Publié le 2025-10-02 18:56:00. Un nouveau centre dédié à la science et à la recherche, le Vista Science Experience Center, a ouvert ses portes en Autriche, visant à renforcer le dialogue entre le public et la communauté scientifique dans un contexte de scepticisme croissant envers les avancées technologiques.
- Le centre, d’une superficie de 1 500 mètres carrés, propose des expositions interactives, des espaces d’apprentissage et un auditorium.
- Un investissement de 12,5 millions d’euros a été consenti pour sa construction, avec l’ambition de démystifier la science et de rendre la recherche plus accessible.
- L’ISTA (Institut des Sciences et Technologies Autrichien) prévoit d’accroître le nombre de ses groupes de recherche à 150 dans les dix prochaines années.
Le Vista Science Experience Center, inauguré jeudi, se veut un lieu de rencontre et d’échange autour de la science. L’objectif est de répondre au besoin croissant de dialogue entre les scientifiques et le grand public, notamment face à une certaine méfiance envers les découvertes et les innovations. Le centre, dont l’architecture est marquée par l’utilisation de miroirs, offre un espace de 1 500 mètres carrés dédié à l’exploration scientifique.
Selon Christian Bertsch, responsable du centre, il est crucial d’inviter le public sur le campus de l’ISTA et de lui montrer concrètement le travail des chercheurs.
« Nous devons prendre le dialogue au sérieux avec la population. Nous devons inviter des gens sur le campus et montrer ce que nous faisons ici et comment nous le faisons. Et nous devons montrer pourquoi la recherche est si importante pour chacun de nous. »
La ministre des Sciences, Eva-Maria Holzleitner, a souligné l’importance de ce nouveau centre comme un pont entre la société, la science et la recherche.
« Bien sûr, chaque résultat doit également inclure la population totale. Je pense que c’est un point très important et central afin de comprendre également les développements et les innovations. »

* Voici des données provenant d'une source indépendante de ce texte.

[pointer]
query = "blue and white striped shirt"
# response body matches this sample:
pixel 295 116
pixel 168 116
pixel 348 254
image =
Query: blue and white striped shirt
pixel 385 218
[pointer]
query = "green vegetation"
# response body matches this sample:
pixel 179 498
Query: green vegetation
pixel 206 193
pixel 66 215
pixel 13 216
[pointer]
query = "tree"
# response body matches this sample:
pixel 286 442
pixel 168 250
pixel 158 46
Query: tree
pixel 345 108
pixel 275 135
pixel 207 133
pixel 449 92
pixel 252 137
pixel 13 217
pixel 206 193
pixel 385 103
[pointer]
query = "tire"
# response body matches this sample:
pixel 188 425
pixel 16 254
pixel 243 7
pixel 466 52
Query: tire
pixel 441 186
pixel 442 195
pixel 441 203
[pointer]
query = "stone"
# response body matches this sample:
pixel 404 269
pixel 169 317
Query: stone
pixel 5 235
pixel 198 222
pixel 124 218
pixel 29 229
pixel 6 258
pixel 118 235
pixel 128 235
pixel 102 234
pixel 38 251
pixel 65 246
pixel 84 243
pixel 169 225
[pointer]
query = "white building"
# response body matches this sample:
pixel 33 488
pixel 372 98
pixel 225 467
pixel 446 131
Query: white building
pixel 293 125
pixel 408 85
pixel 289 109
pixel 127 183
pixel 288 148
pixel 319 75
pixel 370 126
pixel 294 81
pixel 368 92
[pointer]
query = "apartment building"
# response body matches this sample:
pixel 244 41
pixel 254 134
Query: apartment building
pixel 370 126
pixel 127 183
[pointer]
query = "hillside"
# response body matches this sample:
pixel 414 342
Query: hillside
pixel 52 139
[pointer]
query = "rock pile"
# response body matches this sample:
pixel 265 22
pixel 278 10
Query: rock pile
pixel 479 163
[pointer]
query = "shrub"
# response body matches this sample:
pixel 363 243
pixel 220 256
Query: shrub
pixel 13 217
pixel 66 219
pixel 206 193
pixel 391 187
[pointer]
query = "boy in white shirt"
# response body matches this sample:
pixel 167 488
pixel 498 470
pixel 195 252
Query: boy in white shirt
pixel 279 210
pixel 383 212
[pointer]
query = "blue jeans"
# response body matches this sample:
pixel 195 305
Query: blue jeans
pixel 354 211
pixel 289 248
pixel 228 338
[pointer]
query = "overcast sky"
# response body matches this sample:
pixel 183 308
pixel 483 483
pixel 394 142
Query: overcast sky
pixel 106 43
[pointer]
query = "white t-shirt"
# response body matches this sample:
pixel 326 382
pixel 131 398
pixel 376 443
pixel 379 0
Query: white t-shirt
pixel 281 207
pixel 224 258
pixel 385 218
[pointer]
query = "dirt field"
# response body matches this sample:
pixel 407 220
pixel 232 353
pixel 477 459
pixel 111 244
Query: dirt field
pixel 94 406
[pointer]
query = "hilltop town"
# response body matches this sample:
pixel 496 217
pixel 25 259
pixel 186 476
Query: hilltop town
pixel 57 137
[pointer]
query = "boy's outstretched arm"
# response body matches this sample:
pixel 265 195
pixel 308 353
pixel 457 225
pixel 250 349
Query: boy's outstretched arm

L’ISTA, qui accueille actuellement une nonante de groupes de recherche composés de scientifiques internationaux, espère que l’exposition “Science in the Making” permettra de rendre son travail plus visible. Martin Hetzer, président de l’ISTA, a précisé que le centre se distingue par sa concentration unique de compétences et sa reconnaissance internationale. L’exposition propose des stations interactives et des présentations issues des laboratoires de l’ISTA, ainsi que des collaborations entre l’art et la science.
Johanna Mikl-Leitner, gouverneure de la région, a insisté sur la nécessité de l’excellence pour rester compétitif sur la scène internationale et assurer la prospérité future. Le gouvernement régional soutient activement le développement de l’ISTA, qui est reconnu pour sa capacité à obtenir des financements auprès du Conseil européen de la recherche.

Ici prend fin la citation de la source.